Ma la natura è quello che è o quello che pensi?
Orlando Franceschelli
Elogio della felicità possibile
Il principio natura e la saggezza della filosofia
Donzelli editore 2014
Matrice e cedolino
Palermo centro. Il bus per la Puglia imbarca i passeggeri e l’autista controlla i biglietti. Lo conosco è quello tarchiato, quello messinese di Destra, calvo eppure simpatico. Strappa la matrice dal biglietto del secondo passeggero che conserva e restituisce il cedolino, ma strappa storto e pignolo lo strappa ancora per raddrizzarlo gettando per terra la striscia di carta che si è prodotta per raddrizzarlo. Penso di raccoglierla per buttarla nel cestino dei rifiuti, ma ho un temperamento conciliante e desisto: mica voglio offendere il messinese con ostentato civismo.

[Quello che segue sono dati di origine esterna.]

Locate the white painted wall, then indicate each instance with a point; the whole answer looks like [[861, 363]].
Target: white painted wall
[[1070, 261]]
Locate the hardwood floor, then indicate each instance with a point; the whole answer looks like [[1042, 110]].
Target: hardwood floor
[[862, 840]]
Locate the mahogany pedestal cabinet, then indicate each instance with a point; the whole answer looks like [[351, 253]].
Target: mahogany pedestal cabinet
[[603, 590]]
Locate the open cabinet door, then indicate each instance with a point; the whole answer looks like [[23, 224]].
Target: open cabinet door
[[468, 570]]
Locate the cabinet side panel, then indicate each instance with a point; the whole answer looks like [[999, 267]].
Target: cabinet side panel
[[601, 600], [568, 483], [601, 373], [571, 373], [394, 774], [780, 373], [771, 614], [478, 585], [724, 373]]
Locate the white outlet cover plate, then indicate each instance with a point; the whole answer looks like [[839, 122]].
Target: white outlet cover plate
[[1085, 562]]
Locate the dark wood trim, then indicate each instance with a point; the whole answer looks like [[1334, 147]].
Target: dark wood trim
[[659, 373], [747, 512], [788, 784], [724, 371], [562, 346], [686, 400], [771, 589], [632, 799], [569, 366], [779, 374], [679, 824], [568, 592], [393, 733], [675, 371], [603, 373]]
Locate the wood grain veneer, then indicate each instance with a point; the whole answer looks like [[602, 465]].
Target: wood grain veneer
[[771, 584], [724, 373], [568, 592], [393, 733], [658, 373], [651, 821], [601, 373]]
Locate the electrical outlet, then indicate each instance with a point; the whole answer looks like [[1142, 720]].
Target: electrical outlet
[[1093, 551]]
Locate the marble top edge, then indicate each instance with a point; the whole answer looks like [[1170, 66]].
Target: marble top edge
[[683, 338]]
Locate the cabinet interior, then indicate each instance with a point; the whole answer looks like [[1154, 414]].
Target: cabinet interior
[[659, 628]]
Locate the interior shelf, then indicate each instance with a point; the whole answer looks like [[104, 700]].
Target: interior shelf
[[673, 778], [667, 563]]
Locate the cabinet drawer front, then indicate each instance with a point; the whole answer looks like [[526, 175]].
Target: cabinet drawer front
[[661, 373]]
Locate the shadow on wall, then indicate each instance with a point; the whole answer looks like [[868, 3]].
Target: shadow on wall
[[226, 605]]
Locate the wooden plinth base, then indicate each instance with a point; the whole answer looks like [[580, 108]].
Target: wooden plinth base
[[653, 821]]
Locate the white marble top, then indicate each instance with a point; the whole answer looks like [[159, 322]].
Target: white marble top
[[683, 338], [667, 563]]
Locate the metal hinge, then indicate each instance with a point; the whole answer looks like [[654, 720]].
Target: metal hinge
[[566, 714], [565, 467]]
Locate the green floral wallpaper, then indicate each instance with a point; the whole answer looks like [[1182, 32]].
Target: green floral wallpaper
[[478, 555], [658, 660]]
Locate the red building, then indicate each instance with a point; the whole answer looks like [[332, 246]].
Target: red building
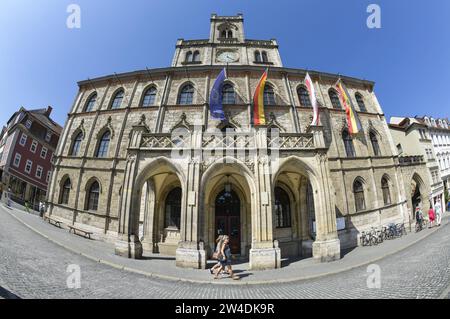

L’autogiustificazione irrompe rapida: la via è piena di carte e altre peggiori schifezze perché dovrei raccogliere solo quella carta e tutto il resto no? E perché io?
Mentre considero che mica posso prendermi il mondo sulle spalle vedo uno che raccoglie il pezzo di carta deciso, lo conosco bene è un filosofo kantiano. Il messinese manco si accorge dell’atto politico universalizzabile con generale profitto, io si con ammirata simpatia mischiata a un temporaneo, esile, senso di colpa.
Lo so, le morali assolute mi procurano mescolanza disordinata di pensiero.